# Changing the license plate bulbs



## L7jr (Apr 28, 2005)

Does anyone know how to change the light bulbs for the rear license plate? I looked in the manual and it looks like there is a screw or something there because the diagram shows arrows pointing in a circular direction.

I was looking at the assemblies today and saw that the bulbs are surrounded in rubber. Do I have to pry off the rubber and then there are screws there or do I gain access to the bulbs from inside the trunk by lifting the lining?

One last question, what are the chances that both bulbs go at the same time or is that just a coincidence?


----------



## steve_00altimase (Dec 31, 2005)

The bulbs are actually really easy to replace. The whole light assembly should just come right out when you pull on it (may require a little effort). After you have pulled the assembly out, you twist the light fixture to release it from the rest of the assembly, and once the bulb is exposed it pulls straight out.

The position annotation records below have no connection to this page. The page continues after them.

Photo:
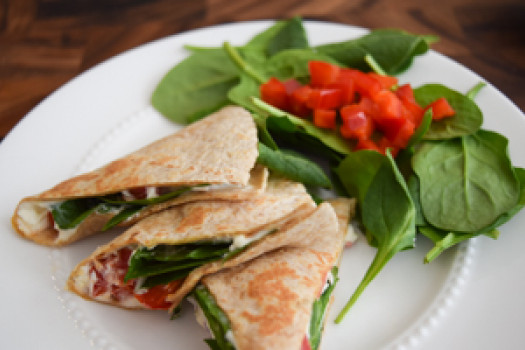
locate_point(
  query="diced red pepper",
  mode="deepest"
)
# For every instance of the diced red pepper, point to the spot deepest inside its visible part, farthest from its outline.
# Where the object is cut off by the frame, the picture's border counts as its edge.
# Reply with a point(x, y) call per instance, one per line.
point(322, 73)
point(298, 101)
point(387, 81)
point(305, 345)
point(324, 99)
point(389, 106)
point(325, 118)
point(405, 93)
point(291, 85)
point(441, 109)
point(364, 84)
point(274, 93)
point(356, 124)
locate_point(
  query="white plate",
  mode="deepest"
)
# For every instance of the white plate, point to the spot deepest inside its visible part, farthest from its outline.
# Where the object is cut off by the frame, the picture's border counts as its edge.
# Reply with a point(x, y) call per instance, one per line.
point(470, 297)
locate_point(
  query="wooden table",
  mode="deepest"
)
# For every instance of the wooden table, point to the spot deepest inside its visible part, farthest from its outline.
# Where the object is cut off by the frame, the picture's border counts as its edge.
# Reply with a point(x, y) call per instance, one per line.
point(43, 44)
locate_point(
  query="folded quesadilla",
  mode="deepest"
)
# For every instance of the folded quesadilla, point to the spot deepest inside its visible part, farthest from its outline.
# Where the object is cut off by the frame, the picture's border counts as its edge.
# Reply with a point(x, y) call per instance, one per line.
point(156, 262)
point(278, 300)
point(211, 158)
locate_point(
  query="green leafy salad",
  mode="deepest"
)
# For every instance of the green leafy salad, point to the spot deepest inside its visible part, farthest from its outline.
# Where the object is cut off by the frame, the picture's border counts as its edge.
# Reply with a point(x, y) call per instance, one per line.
point(451, 180)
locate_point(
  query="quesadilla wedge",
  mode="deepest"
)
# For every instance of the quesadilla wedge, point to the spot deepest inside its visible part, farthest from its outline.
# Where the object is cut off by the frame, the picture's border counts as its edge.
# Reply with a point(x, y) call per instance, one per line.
point(278, 300)
point(152, 264)
point(213, 158)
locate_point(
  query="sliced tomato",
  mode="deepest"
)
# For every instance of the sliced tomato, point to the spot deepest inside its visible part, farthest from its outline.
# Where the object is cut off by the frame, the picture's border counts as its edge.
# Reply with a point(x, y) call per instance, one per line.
point(322, 73)
point(325, 98)
point(441, 109)
point(155, 297)
point(325, 118)
point(398, 131)
point(356, 124)
point(139, 192)
point(364, 84)
point(291, 85)
point(405, 92)
point(274, 93)
point(367, 144)
point(387, 81)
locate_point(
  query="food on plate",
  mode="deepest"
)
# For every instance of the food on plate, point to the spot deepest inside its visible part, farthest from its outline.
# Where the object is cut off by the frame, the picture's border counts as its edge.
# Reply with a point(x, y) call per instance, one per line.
point(417, 159)
point(280, 299)
point(156, 262)
point(212, 158)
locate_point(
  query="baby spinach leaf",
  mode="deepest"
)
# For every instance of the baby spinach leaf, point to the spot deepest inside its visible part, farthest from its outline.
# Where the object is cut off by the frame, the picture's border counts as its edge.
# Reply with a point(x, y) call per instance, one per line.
point(392, 49)
point(444, 240)
point(466, 183)
point(293, 167)
point(468, 117)
point(388, 213)
point(293, 63)
point(217, 320)
point(291, 36)
point(319, 313)
point(196, 86)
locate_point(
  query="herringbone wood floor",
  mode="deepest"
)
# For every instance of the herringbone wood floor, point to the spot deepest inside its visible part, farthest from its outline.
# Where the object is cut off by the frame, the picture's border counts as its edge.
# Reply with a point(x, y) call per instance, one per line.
point(44, 43)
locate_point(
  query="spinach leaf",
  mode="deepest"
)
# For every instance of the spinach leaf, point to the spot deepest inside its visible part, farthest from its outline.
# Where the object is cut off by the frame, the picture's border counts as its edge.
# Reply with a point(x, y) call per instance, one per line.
point(166, 259)
point(445, 239)
point(293, 167)
point(468, 117)
point(196, 86)
point(217, 320)
point(293, 63)
point(68, 214)
point(319, 312)
point(125, 213)
point(466, 183)
point(356, 172)
point(291, 36)
point(293, 124)
point(388, 213)
point(392, 49)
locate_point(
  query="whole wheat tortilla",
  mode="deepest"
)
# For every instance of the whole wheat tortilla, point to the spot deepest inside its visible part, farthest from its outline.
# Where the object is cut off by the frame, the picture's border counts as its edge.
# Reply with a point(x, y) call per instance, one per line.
point(268, 300)
point(203, 220)
point(219, 149)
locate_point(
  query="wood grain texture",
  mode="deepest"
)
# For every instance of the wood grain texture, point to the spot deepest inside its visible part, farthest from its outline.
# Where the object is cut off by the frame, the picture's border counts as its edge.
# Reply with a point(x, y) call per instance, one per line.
point(45, 43)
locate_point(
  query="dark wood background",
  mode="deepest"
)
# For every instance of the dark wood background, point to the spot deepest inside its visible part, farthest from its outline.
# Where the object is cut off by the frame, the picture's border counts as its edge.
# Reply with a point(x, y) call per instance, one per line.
point(45, 43)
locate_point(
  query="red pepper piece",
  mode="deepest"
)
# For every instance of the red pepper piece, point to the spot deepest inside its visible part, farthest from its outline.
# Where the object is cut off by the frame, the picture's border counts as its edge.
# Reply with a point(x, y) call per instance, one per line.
point(325, 99)
point(274, 93)
point(325, 118)
point(322, 73)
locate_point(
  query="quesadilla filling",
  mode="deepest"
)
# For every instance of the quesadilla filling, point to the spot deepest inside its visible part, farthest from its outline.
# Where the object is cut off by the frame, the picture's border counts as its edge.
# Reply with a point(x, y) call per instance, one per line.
point(65, 216)
point(138, 277)
point(210, 316)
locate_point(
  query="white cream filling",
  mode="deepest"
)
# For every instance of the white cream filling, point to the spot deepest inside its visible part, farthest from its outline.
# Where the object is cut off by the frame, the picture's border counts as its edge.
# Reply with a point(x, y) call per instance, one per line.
point(215, 187)
point(32, 216)
point(352, 233)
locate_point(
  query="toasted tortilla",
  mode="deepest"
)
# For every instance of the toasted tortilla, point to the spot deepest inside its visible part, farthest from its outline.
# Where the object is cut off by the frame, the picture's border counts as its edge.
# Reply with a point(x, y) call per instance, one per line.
point(220, 149)
point(281, 203)
point(268, 300)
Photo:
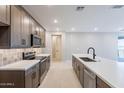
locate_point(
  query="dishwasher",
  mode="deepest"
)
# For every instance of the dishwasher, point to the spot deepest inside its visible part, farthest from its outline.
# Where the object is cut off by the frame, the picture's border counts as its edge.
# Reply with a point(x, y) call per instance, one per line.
point(89, 79)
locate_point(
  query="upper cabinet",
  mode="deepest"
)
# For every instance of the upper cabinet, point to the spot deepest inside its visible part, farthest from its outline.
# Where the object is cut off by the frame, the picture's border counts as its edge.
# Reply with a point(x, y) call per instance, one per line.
point(16, 27)
point(4, 15)
point(18, 34)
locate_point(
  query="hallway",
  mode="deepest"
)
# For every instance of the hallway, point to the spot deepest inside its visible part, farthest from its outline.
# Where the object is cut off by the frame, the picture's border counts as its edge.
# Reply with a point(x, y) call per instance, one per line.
point(60, 75)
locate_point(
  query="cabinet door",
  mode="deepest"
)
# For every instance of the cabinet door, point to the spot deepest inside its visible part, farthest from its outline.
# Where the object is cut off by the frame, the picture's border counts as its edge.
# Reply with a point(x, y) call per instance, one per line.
point(42, 35)
point(3, 13)
point(28, 79)
point(8, 14)
point(35, 75)
point(16, 23)
point(101, 84)
point(81, 76)
point(32, 26)
point(25, 33)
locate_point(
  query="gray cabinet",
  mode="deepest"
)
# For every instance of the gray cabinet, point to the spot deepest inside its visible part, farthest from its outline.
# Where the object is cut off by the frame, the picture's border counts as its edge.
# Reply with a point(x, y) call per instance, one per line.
point(25, 32)
point(79, 69)
point(20, 33)
point(101, 84)
point(44, 67)
point(81, 74)
point(32, 77)
point(16, 27)
point(4, 15)
point(17, 34)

I hope this is helpful. I have replaced mine a couple of times. It isn't very hard. (One of my lights was out when I got the car, and then I had to replace the other when my cousin backed into my bumper.)


----------



## L7jr (Apr 28, 2005)

steve_00altimase said:


> The bulbs are actually really easy to replace. The whole light assembly should just come right out when you pull on it (may require a little effort). After you have pulled the assembly out, you twist the light fixture to release it from the rest of the assembly, and once the bulb is exposed it pulls straight out.
> 
> I hope this is helpful. I have replaced mine a couple of times. It isn't very hard. (One of my lights was out when I got the car, and then I had to replace the other when my cousin backed into my bumper.)


Thank you. The information that you gave was very helpful.


----------